Single by Moon Taxi

from the album Let the Record Play
- Released: May 5, 2017
- Length: 3:33
- Label: RCA;
- Songwriter(s): Trevor Terndrup; Spencer Thomson; Tommy Putnam; Wes Bailey; Tyler Ritter;
- Producer(s): Spencer Thomson

Moon Taxi singles chronology
| "All Day All Night" (2015) | "Two High" (2017) | "Let the Record Play" (2017) |

Music video
- "Two High" on YouTube

= Two High =

"Two High" is a song recorded by American alt-rock band Moon Taxi, and is the lead single off the band's fifth studio album, Let the Record Play. The song was written by the band and was produced by guitarist Spencer Thomson. It was released on May 5, 2017.

==Background==
Lead vocalist Trevor Terndrup cited the peace sign as inspiration for the song, and said that the song was about hope and acceptance. The song came about when band member Wes Bailey's phone autocorrected the phrase "too high" to "two high", evoking images of the peace sign. A music video for the song was released on November 9, 2017.

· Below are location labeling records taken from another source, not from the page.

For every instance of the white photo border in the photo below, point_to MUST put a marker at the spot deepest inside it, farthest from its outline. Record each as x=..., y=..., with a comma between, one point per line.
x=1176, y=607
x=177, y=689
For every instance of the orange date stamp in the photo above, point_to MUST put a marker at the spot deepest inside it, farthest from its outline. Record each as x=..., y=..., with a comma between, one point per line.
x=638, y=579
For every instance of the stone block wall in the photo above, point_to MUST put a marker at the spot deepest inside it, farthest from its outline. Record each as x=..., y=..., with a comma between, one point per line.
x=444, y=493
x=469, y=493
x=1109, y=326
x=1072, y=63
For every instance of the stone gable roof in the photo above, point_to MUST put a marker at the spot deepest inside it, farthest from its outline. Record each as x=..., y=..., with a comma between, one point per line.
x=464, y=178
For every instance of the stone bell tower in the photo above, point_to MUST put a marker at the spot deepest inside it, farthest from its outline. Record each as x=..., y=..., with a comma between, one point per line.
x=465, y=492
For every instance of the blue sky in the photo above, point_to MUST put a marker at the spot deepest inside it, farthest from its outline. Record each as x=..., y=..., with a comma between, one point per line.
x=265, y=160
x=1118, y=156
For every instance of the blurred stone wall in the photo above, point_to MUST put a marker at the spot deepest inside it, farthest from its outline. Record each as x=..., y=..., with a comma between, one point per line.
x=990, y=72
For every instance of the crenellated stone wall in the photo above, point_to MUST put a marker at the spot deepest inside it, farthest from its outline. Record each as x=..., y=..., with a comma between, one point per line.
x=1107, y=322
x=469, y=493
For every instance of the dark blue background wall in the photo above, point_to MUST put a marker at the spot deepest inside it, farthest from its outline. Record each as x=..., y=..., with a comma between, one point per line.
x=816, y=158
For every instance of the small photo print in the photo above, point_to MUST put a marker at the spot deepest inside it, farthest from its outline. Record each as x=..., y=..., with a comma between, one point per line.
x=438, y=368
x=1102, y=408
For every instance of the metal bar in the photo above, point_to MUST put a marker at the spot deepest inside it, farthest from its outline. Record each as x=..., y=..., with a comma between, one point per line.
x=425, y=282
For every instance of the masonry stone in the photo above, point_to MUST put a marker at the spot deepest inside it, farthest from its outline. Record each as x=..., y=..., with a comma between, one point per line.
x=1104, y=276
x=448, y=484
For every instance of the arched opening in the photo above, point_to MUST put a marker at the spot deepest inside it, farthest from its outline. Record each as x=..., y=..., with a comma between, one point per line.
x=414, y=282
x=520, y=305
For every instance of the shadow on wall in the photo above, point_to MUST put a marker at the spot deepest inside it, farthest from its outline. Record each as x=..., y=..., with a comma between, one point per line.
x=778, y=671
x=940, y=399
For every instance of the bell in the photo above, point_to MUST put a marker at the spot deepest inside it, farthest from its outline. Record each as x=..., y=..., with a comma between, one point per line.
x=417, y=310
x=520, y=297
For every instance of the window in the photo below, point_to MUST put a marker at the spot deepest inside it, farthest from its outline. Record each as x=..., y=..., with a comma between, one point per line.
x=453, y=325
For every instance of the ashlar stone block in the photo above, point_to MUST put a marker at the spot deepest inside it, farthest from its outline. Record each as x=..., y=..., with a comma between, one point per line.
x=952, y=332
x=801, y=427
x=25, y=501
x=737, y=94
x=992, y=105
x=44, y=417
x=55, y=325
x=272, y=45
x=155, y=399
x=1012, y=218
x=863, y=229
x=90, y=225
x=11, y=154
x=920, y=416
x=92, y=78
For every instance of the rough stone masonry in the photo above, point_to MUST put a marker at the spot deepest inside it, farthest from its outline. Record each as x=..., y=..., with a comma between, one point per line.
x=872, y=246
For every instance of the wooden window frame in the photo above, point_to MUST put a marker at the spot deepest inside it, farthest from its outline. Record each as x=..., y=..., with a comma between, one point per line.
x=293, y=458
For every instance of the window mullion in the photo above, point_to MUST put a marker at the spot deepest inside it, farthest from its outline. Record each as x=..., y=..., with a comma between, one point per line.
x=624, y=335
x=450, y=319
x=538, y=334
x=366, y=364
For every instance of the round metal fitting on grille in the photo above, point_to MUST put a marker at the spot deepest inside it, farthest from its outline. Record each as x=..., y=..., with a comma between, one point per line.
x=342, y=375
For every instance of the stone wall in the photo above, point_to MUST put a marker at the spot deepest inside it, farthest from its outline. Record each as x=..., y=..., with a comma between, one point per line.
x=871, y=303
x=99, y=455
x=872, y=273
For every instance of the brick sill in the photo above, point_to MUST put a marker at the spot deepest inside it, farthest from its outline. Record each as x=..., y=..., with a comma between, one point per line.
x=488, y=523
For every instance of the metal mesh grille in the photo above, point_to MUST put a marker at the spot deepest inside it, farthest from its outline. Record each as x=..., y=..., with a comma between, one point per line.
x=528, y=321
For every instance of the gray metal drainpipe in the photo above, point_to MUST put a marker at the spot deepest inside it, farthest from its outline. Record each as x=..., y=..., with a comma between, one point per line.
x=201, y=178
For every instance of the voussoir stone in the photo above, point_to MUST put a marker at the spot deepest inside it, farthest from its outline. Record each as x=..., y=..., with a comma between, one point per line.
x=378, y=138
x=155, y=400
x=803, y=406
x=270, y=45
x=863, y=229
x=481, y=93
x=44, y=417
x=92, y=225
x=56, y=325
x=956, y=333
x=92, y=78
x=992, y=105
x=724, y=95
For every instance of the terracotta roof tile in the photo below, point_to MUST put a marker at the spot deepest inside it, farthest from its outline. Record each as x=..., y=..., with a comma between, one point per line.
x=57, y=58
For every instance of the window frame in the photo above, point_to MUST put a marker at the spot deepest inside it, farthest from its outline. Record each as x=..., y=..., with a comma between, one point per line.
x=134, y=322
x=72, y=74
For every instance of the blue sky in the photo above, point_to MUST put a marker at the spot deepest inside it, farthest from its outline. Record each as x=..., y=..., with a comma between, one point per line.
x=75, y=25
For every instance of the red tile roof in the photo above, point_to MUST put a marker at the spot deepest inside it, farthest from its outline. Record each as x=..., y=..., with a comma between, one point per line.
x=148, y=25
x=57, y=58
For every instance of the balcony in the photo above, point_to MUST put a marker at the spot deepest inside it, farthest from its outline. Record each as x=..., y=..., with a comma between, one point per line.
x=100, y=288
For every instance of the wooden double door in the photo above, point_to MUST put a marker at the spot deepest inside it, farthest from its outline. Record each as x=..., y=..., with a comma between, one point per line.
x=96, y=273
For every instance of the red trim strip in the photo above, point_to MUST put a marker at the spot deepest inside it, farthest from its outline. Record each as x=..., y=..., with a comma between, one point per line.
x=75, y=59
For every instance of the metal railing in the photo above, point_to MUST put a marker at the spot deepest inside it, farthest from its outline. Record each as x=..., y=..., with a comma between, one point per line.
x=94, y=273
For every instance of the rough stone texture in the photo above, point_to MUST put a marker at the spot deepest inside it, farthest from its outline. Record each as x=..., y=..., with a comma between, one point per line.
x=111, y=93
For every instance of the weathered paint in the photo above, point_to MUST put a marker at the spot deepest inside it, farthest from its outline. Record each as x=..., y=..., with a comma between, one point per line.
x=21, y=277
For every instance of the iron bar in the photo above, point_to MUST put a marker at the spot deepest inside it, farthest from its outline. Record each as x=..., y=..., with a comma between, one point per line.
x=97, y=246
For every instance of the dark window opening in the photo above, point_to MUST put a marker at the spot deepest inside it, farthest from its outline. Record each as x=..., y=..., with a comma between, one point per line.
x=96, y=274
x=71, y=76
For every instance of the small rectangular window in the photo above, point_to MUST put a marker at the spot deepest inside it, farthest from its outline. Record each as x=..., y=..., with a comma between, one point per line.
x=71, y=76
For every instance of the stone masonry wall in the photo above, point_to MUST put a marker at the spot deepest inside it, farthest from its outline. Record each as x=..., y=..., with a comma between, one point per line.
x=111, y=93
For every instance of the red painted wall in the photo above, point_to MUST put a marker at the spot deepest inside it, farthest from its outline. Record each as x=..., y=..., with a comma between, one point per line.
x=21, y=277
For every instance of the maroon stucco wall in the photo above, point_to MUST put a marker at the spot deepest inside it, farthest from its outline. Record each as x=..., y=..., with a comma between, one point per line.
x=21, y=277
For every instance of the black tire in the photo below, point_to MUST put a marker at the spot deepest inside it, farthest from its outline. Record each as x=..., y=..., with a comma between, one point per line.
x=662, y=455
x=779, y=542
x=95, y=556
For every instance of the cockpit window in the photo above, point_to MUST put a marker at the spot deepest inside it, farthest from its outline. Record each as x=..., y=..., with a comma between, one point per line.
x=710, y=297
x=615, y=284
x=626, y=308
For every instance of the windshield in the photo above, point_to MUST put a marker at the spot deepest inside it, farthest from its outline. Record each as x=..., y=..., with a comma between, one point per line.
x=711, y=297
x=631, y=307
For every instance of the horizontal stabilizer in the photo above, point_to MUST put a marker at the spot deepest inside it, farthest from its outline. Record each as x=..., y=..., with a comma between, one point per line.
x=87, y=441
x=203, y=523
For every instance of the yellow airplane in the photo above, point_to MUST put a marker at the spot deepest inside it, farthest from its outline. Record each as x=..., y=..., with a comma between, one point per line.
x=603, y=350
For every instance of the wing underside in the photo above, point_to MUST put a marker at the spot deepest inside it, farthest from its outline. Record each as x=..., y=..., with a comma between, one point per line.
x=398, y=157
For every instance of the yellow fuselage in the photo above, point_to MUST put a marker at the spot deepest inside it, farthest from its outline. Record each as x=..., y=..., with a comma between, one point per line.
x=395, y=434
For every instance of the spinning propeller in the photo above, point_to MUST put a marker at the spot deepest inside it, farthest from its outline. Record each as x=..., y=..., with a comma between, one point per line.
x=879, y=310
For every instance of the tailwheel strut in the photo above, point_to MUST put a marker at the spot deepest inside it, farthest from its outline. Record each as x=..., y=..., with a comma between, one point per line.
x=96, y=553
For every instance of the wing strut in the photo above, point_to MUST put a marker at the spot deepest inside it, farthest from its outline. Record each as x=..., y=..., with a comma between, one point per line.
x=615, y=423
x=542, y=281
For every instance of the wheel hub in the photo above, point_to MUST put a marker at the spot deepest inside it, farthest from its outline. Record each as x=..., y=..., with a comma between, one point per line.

In 2021, the band re-recorded the track as a duet with Hawaiian ukulele player Jake Shimabukuro for his album Jake & Friends.

==Performance==
"Two High" garnered over 64 million streams on Spotify.

==Charts==

===Weekly charts===

| Chart (2017) | Peak position |
|---|---|
| Canada Rock (Billboard) | 33 |
| Norway (VG-lista) | 27 |
| Sweden (Sverigetopplistan) | 46 |
| Switzerland (Schweizer Hitparade) | 82 |
| UK Indie (OCC) | 9 |
| US Hot Rock & Alternative Songs (Billboard) | 26 |
| US Rock Airplay (Billboard) | 10 |

===Year-end charts===

| Chart (2017) | Position |
|---|---|
| US Hot Rock Songs (Billboard) | 86 |
| Chart (2018) | Position |
| US Rock Airplay (Billboard) | 43 |

==Certifications==

| Region | Certification | Certified units/sales |
| Canada (Music Canada) | Gold | 40,000^{‡} |
^{‡} Sales+streaming figures based on certification alone.